Getting back to Parkinson's Awareness Month, it is a national effort to give the public knowledge of the malady, to point out the various ways the ailment attacks a person, the remedies available (so far it's incurable), the rehab options one has, etc.
I have Atypical Parkinson's and my dictionary says atypical is abnormal – but I'm as normal as the next guy, no matter what my wife says about me!
She wants me to be humorous in this column, so I'll wind it up with a lousy joke (which I stole):
It seems a guy said he knew lots of famous people, and another fellow challenged him to prove it.
"Okay," said the first guy. "Come to St. Peter's Square in Rome and I'll show you."

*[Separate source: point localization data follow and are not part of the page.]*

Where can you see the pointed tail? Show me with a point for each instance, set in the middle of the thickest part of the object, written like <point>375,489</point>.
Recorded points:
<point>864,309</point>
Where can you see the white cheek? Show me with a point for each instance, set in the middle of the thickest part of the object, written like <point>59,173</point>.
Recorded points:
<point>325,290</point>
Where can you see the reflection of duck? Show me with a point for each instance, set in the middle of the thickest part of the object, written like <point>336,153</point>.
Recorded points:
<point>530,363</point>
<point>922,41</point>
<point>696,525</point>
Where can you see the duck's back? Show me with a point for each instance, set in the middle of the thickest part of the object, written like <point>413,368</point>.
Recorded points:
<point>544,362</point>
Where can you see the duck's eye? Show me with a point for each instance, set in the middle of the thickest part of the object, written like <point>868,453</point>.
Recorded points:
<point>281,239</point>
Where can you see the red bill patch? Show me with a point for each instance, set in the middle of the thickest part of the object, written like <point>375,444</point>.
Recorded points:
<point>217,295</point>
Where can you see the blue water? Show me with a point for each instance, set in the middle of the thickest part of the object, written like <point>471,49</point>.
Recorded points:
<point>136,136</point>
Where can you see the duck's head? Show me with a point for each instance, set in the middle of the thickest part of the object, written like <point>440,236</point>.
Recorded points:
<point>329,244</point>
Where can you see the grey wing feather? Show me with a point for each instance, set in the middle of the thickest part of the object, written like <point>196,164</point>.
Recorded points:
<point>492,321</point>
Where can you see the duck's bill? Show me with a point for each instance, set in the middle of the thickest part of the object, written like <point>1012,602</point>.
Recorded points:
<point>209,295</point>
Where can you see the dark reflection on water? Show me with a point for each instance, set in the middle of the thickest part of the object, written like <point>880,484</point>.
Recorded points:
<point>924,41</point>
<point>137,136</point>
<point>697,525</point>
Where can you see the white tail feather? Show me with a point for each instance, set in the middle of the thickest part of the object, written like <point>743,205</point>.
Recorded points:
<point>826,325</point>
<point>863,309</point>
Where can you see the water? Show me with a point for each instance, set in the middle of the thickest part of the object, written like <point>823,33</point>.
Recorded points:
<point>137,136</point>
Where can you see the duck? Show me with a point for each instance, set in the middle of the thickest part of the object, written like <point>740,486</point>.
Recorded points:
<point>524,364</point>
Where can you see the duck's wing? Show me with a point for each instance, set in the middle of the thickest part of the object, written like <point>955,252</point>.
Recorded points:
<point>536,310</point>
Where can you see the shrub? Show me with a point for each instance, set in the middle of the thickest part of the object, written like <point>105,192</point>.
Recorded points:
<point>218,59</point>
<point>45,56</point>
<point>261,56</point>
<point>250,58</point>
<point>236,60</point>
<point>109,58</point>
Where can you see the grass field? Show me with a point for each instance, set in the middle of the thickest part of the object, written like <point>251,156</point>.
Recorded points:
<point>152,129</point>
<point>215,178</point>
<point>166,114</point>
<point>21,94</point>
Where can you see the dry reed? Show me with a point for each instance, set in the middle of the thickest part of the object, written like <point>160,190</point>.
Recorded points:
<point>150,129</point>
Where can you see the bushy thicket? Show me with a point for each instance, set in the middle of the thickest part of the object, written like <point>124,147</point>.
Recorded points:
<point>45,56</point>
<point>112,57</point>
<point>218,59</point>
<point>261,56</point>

So the second fellow stood with the crowd in the square when Pope John Paul II (he had Parkinson's too) appeared on the balcony to give his annual Easter blessing to the faithful beneath him – and at his side was the first guy.
"I told you I knew famous people," the proud fellow said later. But his challenger – a Protestant – was unimpressed.
"I saw you up there," he said, "but who was that person with you?"
That's as funny as I could get in a column about Parkinson's Awareness Month.